Come inchiostro vengono lavorati dei semi
di un frutto
della famiglia delle
cucurbitacee (?) detta demè, dalla polpa
bianca e non edibile. Si tostano i semi e li
si riduce in polvere col mortaio. Poi si
formano delle palline che si mettono sulle
braci ardenti, per bruciarle. Il fumo prodotto
dalla combustione viene raccolto sul sotto
di una calebassa (genere di zucca vuota,
essicata, molto usata in tutta l’Africa più
tradizionale per contenere o trasportare
liquidi o altro), in un secondo tempo il
nerofumo viene raccolto con dovizia e
conservato all’ interno di un corno di vacca
preparato all’uopo.
La seconda è una pettinatura Diola e viene
fatta su Penda Diack: il suo nome kubun
kubun; anche in questo caso, come nella
pettinatura precedente Veniva indossata
durante cerimonie in cui si festeggiava
l’ingresso nell’età adulta. In tutte le
acconciature, le ciocche di capelli finti che
andranno intrecciati con quelli naturali
vanno preparati per tempo, e taglite nella
giusta lunghezza.
La terza acconciatura eseguita su Astou Fall viene fatta dal le genti
Tukuleur.
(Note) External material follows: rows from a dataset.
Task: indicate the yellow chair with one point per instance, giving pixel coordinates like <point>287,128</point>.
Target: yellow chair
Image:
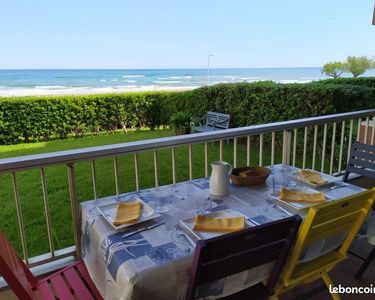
<point>322,222</point>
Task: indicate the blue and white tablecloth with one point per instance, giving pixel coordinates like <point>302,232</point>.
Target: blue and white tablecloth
<point>155,264</point>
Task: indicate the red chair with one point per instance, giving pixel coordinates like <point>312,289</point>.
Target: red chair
<point>72,282</point>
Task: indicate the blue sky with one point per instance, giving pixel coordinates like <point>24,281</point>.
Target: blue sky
<point>180,34</point>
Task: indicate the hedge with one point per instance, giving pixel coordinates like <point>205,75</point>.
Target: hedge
<point>24,119</point>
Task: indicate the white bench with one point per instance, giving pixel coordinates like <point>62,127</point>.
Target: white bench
<point>212,121</point>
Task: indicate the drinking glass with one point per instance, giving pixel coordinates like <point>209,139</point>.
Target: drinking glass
<point>162,199</point>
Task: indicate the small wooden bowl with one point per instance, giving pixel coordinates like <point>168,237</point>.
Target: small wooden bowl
<point>250,175</point>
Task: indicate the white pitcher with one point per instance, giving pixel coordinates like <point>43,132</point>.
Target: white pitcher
<point>219,181</point>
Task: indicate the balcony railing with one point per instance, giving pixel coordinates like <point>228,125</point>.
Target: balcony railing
<point>320,143</point>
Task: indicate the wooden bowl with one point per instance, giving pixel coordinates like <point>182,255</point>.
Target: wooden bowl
<point>250,175</point>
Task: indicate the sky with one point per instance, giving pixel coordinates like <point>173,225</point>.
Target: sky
<point>124,34</point>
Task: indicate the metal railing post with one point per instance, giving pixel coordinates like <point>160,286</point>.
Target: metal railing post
<point>74,209</point>
<point>287,146</point>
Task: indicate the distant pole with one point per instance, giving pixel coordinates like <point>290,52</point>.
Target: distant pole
<point>208,67</point>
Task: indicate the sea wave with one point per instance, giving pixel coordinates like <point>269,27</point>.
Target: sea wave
<point>178,77</point>
<point>51,87</point>
<point>167,81</point>
<point>293,81</point>
<point>133,76</point>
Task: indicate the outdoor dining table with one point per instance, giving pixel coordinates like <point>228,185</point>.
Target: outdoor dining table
<point>155,263</point>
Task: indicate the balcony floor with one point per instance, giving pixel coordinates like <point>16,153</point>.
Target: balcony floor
<point>343,274</point>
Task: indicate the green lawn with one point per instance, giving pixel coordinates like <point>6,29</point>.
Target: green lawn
<point>57,185</point>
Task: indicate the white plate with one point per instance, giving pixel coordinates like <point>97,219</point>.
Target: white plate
<point>109,213</point>
<point>330,179</point>
<point>300,205</point>
<point>188,224</point>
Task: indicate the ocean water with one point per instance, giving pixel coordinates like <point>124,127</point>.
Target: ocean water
<point>41,82</point>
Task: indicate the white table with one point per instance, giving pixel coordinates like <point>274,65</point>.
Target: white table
<point>155,264</point>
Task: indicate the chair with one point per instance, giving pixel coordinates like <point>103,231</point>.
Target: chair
<point>212,121</point>
<point>232,253</point>
<point>362,162</point>
<point>72,282</point>
<point>324,222</point>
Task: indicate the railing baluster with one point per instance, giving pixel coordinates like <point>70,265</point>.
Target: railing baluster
<point>366,130</point>
<point>156,171</point>
<point>93,176</point>
<point>19,216</point>
<point>314,146</point>
<point>136,169</point>
<point>47,212</point>
<point>295,146</point>
<point>359,128</point>
<point>324,147</point>
<point>115,167</point>
<point>286,147</point>
<point>304,149</point>
<point>332,148</point>
<point>272,148</point>
<point>248,148</point>
<point>350,139</point>
<point>341,145</point>
<point>190,163</point>
<point>206,159</point>
<point>174,165</point>
<point>74,208</point>
<point>235,152</point>
<point>261,149</point>
<point>221,150</point>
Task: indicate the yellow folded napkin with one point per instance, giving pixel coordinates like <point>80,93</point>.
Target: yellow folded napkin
<point>312,176</point>
<point>207,223</point>
<point>128,212</point>
<point>293,196</point>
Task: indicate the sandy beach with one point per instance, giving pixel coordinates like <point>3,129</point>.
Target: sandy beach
<point>87,91</point>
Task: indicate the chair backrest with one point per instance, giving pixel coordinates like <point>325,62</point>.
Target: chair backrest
<point>361,161</point>
<point>219,120</point>
<point>14,271</point>
<point>232,253</point>
<point>324,221</point>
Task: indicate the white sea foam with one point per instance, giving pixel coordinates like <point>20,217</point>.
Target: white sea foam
<point>133,76</point>
<point>51,87</point>
<point>293,81</point>
<point>178,77</point>
<point>249,78</point>
<point>167,81</point>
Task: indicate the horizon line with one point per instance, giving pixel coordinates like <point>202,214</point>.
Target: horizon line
<point>224,68</point>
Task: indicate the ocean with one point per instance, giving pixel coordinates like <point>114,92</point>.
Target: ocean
<point>75,81</point>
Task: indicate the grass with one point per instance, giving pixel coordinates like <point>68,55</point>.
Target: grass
<point>30,187</point>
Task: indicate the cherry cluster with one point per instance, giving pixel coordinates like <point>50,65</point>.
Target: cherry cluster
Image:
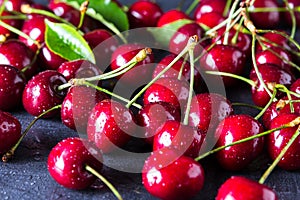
<point>175,110</point>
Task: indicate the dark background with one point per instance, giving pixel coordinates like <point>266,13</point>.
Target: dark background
<point>27,177</point>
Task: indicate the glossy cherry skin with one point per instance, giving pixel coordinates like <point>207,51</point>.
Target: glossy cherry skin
<point>10,131</point>
<point>183,138</point>
<point>167,176</point>
<point>140,72</point>
<point>277,140</point>
<point>20,60</point>
<point>78,69</point>
<point>271,19</point>
<point>171,16</point>
<point>12,84</point>
<point>207,110</point>
<point>270,74</point>
<point>224,58</point>
<point>41,93</point>
<point>77,106</point>
<point>152,116</point>
<point>144,14</point>
<point>67,161</point>
<point>234,128</point>
<point>180,38</point>
<point>110,125</point>
<point>238,187</point>
<point>209,6</point>
<point>169,90</point>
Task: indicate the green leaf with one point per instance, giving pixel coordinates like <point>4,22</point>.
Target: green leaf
<point>163,34</point>
<point>65,41</point>
<point>106,9</point>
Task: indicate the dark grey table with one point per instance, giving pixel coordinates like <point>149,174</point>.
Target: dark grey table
<point>27,177</point>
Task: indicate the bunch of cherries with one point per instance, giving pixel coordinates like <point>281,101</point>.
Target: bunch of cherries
<point>173,110</point>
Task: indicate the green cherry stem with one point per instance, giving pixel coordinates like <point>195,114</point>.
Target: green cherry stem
<point>279,157</point>
<point>104,180</point>
<point>288,125</point>
<point>8,155</point>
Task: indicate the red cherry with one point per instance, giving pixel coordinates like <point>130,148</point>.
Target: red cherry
<point>152,116</point>
<point>180,39</point>
<point>77,106</point>
<point>169,90</point>
<point>41,93</point>
<point>67,161</point>
<point>234,128</point>
<point>12,84</point>
<point>20,60</point>
<point>110,125</point>
<point>182,138</point>
<point>238,187</point>
<point>224,58</point>
<point>144,14</point>
<point>270,74</point>
<point>171,16</point>
<point>10,131</point>
<point>271,19</point>
<point>277,140</point>
<point>168,176</point>
<point>141,72</point>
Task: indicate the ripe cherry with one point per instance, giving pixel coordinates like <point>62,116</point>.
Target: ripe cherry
<point>168,176</point>
<point>12,84</point>
<point>67,161</point>
<point>10,131</point>
<point>41,93</point>
<point>234,128</point>
<point>144,14</point>
<point>238,187</point>
<point>110,125</point>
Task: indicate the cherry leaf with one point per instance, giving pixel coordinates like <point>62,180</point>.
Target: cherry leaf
<point>164,34</point>
<point>65,41</point>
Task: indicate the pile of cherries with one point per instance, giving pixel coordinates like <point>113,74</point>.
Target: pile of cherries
<point>174,110</point>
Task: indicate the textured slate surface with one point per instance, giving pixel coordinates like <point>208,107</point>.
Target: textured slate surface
<point>26,176</point>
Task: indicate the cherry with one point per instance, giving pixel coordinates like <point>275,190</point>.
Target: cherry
<point>169,90</point>
<point>224,58</point>
<point>141,71</point>
<point>67,161</point>
<point>207,110</point>
<point>110,125</point>
<point>271,19</point>
<point>10,131</point>
<point>238,187</point>
<point>41,93</point>
<point>180,39</point>
<point>183,138</point>
<point>12,84</point>
<point>270,74</point>
<point>20,60</point>
<point>209,6</point>
<point>277,140</point>
<point>77,106</point>
<point>234,128</point>
<point>144,14</point>
<point>171,16</point>
<point>168,176</point>
<point>152,116</point>
<point>78,69</point>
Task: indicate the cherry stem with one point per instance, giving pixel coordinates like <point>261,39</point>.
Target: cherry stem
<point>191,89</point>
<point>191,44</point>
<point>8,155</point>
<point>83,82</point>
<point>279,157</point>
<point>288,125</point>
<point>104,180</point>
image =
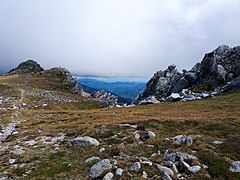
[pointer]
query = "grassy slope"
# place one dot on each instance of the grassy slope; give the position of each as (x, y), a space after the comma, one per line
(213, 119)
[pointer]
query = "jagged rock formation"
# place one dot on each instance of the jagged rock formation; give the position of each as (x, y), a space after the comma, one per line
(26, 67)
(216, 68)
(107, 100)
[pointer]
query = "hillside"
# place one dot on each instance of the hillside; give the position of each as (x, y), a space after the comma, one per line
(41, 118)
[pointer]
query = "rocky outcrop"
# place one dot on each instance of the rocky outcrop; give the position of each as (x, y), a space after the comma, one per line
(68, 80)
(28, 66)
(106, 100)
(216, 69)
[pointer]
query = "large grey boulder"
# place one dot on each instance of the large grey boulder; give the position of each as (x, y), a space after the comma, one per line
(108, 176)
(216, 68)
(99, 168)
(194, 169)
(119, 171)
(173, 97)
(183, 139)
(135, 167)
(180, 85)
(235, 166)
(28, 66)
(165, 169)
(149, 100)
(84, 141)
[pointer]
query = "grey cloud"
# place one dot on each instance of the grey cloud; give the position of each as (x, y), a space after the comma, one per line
(131, 38)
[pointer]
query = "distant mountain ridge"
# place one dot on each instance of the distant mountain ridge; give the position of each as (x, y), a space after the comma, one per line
(127, 90)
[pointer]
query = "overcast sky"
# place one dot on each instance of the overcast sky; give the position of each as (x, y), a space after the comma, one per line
(123, 38)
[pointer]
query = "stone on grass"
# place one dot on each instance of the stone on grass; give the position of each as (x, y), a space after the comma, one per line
(151, 134)
(144, 176)
(94, 158)
(108, 176)
(183, 139)
(194, 169)
(84, 141)
(235, 166)
(99, 168)
(12, 161)
(165, 169)
(135, 167)
(136, 135)
(166, 176)
(119, 171)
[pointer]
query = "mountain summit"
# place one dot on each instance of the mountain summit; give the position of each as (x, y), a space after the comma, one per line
(26, 67)
(216, 69)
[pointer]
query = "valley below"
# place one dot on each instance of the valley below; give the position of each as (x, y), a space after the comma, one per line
(48, 133)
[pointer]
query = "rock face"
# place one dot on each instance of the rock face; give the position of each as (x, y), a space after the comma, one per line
(107, 100)
(26, 67)
(216, 68)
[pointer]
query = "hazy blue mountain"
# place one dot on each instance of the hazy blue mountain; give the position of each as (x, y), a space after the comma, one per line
(128, 90)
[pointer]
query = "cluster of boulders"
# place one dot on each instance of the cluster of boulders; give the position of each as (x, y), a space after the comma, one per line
(6, 100)
(176, 164)
(28, 66)
(217, 68)
(106, 100)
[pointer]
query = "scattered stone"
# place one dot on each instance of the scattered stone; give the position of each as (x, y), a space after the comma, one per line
(101, 150)
(149, 163)
(94, 158)
(217, 142)
(99, 168)
(183, 139)
(235, 166)
(108, 176)
(144, 175)
(84, 141)
(149, 100)
(194, 169)
(151, 134)
(169, 156)
(31, 142)
(165, 169)
(12, 161)
(106, 100)
(173, 97)
(135, 167)
(136, 135)
(119, 171)
(166, 176)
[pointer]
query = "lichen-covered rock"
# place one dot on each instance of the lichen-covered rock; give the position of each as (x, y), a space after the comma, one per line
(119, 171)
(84, 141)
(99, 168)
(183, 139)
(235, 166)
(108, 176)
(135, 167)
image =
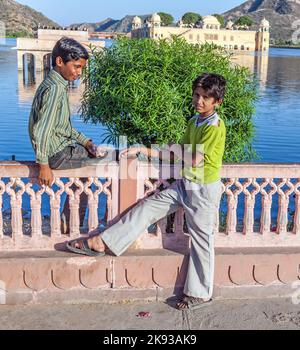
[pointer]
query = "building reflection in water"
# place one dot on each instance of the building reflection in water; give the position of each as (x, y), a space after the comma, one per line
(258, 64)
(28, 81)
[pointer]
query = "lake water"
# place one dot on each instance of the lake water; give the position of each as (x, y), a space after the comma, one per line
(277, 118)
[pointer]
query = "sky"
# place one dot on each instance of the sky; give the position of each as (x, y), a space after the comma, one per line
(66, 12)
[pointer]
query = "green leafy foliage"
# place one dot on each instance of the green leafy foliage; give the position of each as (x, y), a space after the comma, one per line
(142, 89)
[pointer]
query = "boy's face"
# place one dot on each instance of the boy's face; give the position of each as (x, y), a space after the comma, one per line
(204, 104)
(71, 70)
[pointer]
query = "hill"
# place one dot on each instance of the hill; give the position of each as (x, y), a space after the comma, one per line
(280, 13)
(20, 19)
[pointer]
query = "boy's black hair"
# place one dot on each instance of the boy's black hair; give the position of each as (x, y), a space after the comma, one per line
(213, 84)
(68, 49)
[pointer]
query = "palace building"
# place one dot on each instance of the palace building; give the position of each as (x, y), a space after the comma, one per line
(209, 30)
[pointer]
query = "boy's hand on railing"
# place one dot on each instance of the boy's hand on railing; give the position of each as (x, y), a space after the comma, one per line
(91, 148)
(45, 175)
(129, 152)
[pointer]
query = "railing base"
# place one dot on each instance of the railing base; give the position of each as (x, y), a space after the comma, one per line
(59, 277)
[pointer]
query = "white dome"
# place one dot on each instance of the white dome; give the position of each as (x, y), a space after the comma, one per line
(137, 20)
(211, 20)
(155, 17)
(265, 23)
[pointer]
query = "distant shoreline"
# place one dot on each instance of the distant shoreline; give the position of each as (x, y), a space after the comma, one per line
(284, 47)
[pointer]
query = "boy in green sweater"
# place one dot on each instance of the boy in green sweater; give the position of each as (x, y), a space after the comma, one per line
(198, 192)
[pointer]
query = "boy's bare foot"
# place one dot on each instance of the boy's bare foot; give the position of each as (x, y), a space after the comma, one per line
(94, 243)
(92, 247)
(192, 303)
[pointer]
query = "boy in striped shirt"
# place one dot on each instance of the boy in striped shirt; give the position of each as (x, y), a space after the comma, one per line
(56, 143)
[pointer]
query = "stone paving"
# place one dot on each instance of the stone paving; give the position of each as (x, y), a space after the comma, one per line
(260, 314)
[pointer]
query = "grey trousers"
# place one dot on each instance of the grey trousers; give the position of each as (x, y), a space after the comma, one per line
(200, 204)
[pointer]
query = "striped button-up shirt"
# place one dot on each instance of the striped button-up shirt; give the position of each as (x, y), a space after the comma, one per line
(50, 126)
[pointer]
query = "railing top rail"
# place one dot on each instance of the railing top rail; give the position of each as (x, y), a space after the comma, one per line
(30, 169)
(241, 170)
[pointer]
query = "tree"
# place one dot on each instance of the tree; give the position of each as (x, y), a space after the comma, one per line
(142, 89)
(244, 21)
(166, 18)
(221, 19)
(191, 18)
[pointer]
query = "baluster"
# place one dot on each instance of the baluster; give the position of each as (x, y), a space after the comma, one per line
(179, 221)
(232, 205)
(35, 205)
(93, 220)
(267, 197)
(74, 201)
(249, 205)
(2, 190)
(282, 219)
(296, 228)
(109, 201)
(55, 201)
(16, 207)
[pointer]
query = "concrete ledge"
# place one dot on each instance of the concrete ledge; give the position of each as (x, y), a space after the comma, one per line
(61, 277)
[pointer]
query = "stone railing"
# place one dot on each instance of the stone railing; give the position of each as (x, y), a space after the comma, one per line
(260, 205)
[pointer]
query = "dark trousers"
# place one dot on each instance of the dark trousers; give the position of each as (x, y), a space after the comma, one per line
(72, 157)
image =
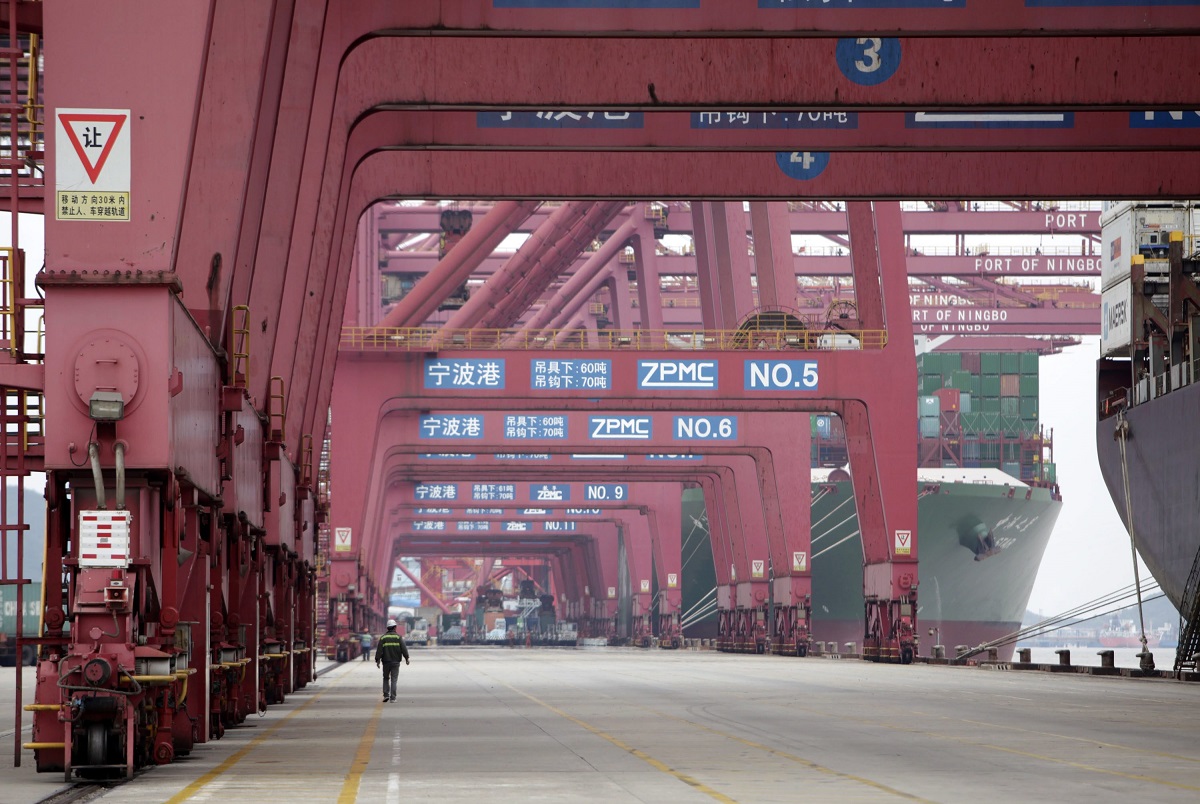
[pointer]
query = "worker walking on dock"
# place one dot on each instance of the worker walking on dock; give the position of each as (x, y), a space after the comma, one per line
(390, 651)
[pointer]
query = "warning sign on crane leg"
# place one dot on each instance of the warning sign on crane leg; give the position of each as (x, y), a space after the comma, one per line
(91, 165)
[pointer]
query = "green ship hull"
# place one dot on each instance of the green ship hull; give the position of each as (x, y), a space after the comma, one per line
(981, 539)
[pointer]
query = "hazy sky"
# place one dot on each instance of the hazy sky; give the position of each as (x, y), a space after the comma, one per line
(1089, 552)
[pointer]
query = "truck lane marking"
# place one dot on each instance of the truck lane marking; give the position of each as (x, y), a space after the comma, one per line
(349, 793)
(234, 759)
(625, 747)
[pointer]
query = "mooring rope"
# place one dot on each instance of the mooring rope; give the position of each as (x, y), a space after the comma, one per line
(1146, 659)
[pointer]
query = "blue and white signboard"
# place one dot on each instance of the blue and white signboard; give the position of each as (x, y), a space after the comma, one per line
(595, 492)
(1102, 4)
(462, 373)
(863, 4)
(868, 60)
(989, 120)
(451, 426)
(619, 427)
(493, 492)
(1165, 119)
(780, 375)
(436, 491)
(562, 119)
(550, 492)
(570, 375)
(705, 429)
(534, 426)
(802, 165)
(677, 375)
(774, 120)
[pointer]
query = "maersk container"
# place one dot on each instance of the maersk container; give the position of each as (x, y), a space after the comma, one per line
(1135, 227)
(1116, 319)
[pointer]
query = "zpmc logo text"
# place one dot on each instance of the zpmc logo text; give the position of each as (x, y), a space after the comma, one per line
(677, 375)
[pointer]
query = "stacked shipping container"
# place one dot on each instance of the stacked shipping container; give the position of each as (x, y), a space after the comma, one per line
(976, 409)
(993, 419)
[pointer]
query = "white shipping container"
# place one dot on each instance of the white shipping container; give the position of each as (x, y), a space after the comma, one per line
(1116, 324)
(1137, 228)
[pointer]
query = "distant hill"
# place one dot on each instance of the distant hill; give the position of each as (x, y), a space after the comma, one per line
(1158, 611)
(35, 537)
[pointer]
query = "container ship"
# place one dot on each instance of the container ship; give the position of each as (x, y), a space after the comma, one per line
(1146, 387)
(988, 499)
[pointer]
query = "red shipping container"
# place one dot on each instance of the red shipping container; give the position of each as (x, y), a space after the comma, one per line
(948, 397)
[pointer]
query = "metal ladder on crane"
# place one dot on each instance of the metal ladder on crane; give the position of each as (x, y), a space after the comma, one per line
(1188, 651)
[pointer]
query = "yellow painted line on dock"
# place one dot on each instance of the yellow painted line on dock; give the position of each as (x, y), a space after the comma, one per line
(234, 759)
(349, 793)
(625, 747)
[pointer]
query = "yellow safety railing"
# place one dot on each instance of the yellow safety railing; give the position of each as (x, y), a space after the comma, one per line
(418, 339)
(306, 460)
(10, 329)
(277, 409)
(240, 347)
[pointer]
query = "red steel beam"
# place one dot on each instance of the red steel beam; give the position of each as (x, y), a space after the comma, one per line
(783, 129)
(420, 585)
(659, 73)
(809, 264)
(953, 220)
(741, 175)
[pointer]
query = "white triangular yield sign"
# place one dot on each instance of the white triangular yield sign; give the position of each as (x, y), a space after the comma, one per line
(93, 136)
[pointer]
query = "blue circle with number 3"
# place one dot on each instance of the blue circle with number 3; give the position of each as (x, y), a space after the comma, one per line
(869, 60)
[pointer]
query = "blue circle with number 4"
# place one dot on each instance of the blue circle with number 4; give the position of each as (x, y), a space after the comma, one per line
(868, 60)
(802, 165)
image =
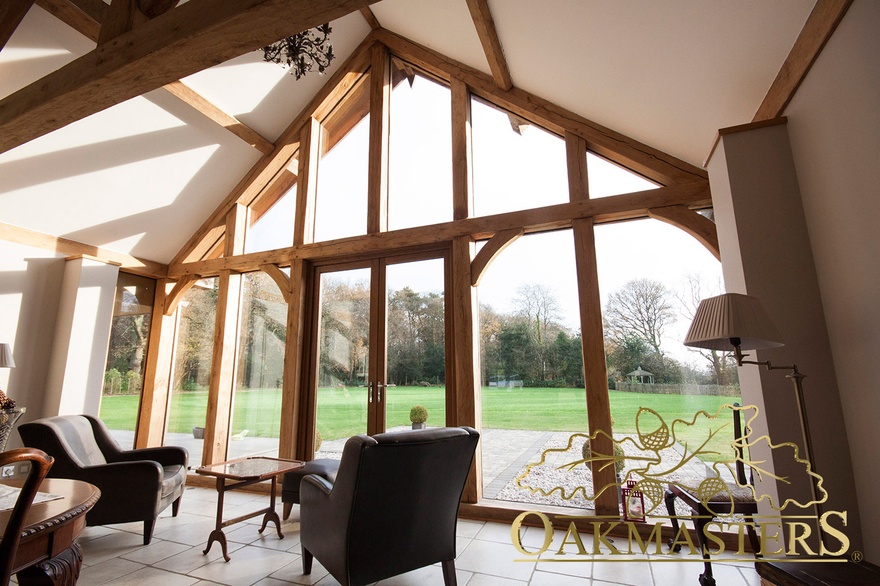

Il suo nome è Mbaa daa, il saluto in pulaar, la loro lingua.
Sarebbe come se noi chiamassimo un’acconciatura buongiorno. Veniva
indossata durante cerimonie in cui si festeggiava l’ingresso nell’età adulta.
Con un gel per capelli marrone si
cerca di compattare le trecce
eliminando
i
capelli
che
fuoriescono dalla forma. E col
fuoco si bruciano i capelli che
sporgono
che
toglierebbero
nitidezza alla forma delle trecce.
Quando le tre modelle sono state
pronte, abbiamo riunito le
ragazze al piano superiore dove
hanno inscenato un incontro tra
donne del passato. Binta e Astou
hanno recitato come attrici
consumate: buona la prima! Alla
fine, Mbaye Diouf, il direttore
della scuola, ha suggerito di
filmare le ragazze in strada dove
ci ha accolto un gruppetto di
scugnizzi scalmanati...
Le tre allieve della "Scuola di Taglio e Cucito" di Sam Notaire (Guediawaye, Dakar),
posano in abiti tradizionali davanti a delle costruzioni di un villaggio peul. Da sinistra
Penda Diakho indossa abito e acconciatura di una donna diola; Astou Fall interpreta
una ragazza toukouleur e Binta Sy, una peul. Acconciatura e trucco sono di Adja
Diakho e Aida Sow; gli abiti e gli accessori sono stati realizzati delle ragazze
della "Scuola di Taglio e Cucito", uno dei molti progetti di Sunugal.